I soon realized I was going to need a mouse, as I just could not get used to the MacBook finger track pad; which reminded me of the late 1990s IBM ThinkPad 390E notebook computer I once had.

So, I went out and purchased a blue, Logitech m317 wireless mouse with a nano-receiver connector, which I simply plugged into one of the MacBook’s USB (Universal Serial Bus) ports.

The new hardware worked perfectly, as I was able to maneuver easily among the many Apple applications using the wireless mouse.

Even the MacBook’s full-size keyboard was simpler to use than I previously thought it would be.

My typing speed and accuracy has steadily improved since I began working on this column.

Another thing I learned about the MacBook is its ability to be used as an 802.11 Wi-Fi source.

At home, I have the MacBook connected to my ISP (Internet Service Provider) via an Ethernet connection to my cable modem.

Mathew showed me how to set up the MacBook so my Android mobile device and iPod can wirelessly access the Internet through my MacBook computer.

It works great. Just remember, when you set up a Wi-Fi hotspot, make sure you put the proper security on it so no one else can use it without your knowledge.
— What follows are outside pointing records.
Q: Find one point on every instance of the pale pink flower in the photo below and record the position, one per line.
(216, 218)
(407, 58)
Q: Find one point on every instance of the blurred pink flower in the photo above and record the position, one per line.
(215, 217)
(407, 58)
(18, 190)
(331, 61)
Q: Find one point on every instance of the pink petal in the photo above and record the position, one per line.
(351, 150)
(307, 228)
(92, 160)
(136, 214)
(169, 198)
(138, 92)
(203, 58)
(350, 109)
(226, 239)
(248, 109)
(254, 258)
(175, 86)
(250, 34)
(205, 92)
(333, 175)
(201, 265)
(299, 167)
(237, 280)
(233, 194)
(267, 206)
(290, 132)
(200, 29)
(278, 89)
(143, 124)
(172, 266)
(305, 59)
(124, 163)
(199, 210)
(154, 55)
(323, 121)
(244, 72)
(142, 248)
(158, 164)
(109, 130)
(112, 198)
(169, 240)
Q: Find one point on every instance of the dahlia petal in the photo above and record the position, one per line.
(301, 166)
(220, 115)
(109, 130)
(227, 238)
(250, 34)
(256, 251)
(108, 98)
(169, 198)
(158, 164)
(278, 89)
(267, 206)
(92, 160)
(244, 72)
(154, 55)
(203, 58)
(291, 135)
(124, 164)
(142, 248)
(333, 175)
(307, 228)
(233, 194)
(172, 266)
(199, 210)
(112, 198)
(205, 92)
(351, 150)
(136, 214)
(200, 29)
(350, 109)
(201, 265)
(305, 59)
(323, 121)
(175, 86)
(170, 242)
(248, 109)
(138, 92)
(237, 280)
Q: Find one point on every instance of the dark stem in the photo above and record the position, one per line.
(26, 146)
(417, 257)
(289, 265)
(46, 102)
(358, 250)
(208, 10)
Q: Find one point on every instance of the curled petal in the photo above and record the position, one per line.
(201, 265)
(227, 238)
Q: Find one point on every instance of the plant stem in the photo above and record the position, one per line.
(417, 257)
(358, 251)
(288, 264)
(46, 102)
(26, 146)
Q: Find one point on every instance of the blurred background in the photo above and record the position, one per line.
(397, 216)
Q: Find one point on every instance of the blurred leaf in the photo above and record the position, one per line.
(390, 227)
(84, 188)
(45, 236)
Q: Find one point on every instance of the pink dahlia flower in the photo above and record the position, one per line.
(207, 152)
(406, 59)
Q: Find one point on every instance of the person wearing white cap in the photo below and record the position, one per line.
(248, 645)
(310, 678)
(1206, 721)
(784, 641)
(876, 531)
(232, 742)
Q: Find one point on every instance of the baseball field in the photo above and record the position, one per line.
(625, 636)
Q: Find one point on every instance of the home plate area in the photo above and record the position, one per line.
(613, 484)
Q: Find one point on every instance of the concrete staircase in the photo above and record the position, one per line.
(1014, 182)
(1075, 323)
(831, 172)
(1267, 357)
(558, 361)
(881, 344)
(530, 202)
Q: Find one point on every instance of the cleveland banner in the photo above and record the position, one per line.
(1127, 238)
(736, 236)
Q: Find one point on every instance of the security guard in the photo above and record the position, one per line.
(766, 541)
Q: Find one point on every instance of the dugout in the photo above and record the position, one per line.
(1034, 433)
The Wi-Fi security protocol I use is WEP (Wired Equivalent Privacy), along with a strong password.

So far, I very much like this new Apple MacBook computer.

As I learn my way around this MacBook, and become comfortable using the Apple OS, I will no doubt end up wanting to buy the latest MacBook Pro model.

And so, yours truly is successfully migrating from using the Microsoft Windows XP OS, to the Apple OS X.

Welcome to the world of Apple computing, Mark.